Daniel's story and his need to tell good news begins with his experience as a journalist and the disappointment and disillusion he felt during his years of work at a private television channel. Despite the good salary, his discouragement for the way media manipulated people’s perceptions of reality led him to quit the job.
In 2003 he founded one of the first online newspapers in Italy, Terranauta, where he mainly focused on the environmental field and news about the preservation of the planet. His priority was to describe reality with independence and according to his values.

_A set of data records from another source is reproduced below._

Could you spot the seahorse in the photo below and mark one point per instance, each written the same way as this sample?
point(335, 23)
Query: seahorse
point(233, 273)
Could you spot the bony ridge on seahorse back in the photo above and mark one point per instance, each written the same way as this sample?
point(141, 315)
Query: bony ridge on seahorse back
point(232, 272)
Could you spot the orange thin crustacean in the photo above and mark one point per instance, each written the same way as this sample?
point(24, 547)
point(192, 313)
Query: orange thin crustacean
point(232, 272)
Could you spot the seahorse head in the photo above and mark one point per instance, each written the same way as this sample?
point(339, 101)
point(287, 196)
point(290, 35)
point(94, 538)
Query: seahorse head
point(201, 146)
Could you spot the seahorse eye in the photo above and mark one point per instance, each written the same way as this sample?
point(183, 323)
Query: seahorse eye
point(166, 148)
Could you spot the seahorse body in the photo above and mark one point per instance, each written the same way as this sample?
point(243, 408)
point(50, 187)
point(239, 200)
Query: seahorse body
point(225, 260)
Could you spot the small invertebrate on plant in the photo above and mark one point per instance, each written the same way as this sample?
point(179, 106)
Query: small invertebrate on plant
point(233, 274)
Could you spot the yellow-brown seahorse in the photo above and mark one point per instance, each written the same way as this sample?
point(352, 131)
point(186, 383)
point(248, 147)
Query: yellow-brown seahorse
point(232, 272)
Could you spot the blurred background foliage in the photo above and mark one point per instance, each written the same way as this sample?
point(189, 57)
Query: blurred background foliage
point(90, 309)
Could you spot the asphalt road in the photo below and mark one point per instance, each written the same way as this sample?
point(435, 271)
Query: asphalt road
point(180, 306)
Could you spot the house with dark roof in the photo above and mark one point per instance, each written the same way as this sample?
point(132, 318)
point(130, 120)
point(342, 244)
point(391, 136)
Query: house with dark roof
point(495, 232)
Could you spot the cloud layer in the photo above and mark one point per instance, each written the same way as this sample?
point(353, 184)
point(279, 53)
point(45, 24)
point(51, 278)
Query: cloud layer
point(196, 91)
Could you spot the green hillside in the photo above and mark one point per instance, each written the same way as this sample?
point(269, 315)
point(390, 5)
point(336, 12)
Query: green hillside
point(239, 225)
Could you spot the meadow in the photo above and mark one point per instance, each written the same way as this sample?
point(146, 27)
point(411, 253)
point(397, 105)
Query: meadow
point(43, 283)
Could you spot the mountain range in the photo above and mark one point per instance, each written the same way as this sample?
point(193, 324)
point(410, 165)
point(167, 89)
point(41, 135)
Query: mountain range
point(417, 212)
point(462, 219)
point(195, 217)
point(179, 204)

More than forty professional journalists, already engaged in official media channels, asked to work for him voluntarily because they appreciated the freedom their political and editorial freedom.
In 2010 Daniel founded his second online newspaper, Il Cambiamento, which then led him to establish Italia Che Cambia. At this time, he also starts participating in a wider educational project for young people in high school, called “new eyes for media”, which brought him in touch with youngsters. A specific moment marks his path, when a young 17-year-old answers to his question “What would you like to do when you grow up?” with “In Italy now everything is lost”. He then decides to take his camper and discover all the good experiences existing in the country.
Daniel's childhood was characterised by loneliness. He was an only child and his parents moved to Rome for work, leaving the extended family of grandparents and cousins in Piedmont. Daniel's elementary school years are marked by the contrast between the sad school months in the city and the summer months in the countryside at his grandparents’ place. His school was in a quite poor area of Rome, with a lot of bullying attitudes by the kids and teachers who wouldn’t take action to change the situation. He fought against bullies himself and he soon realized that things change if you start acting as a changemaker yourself.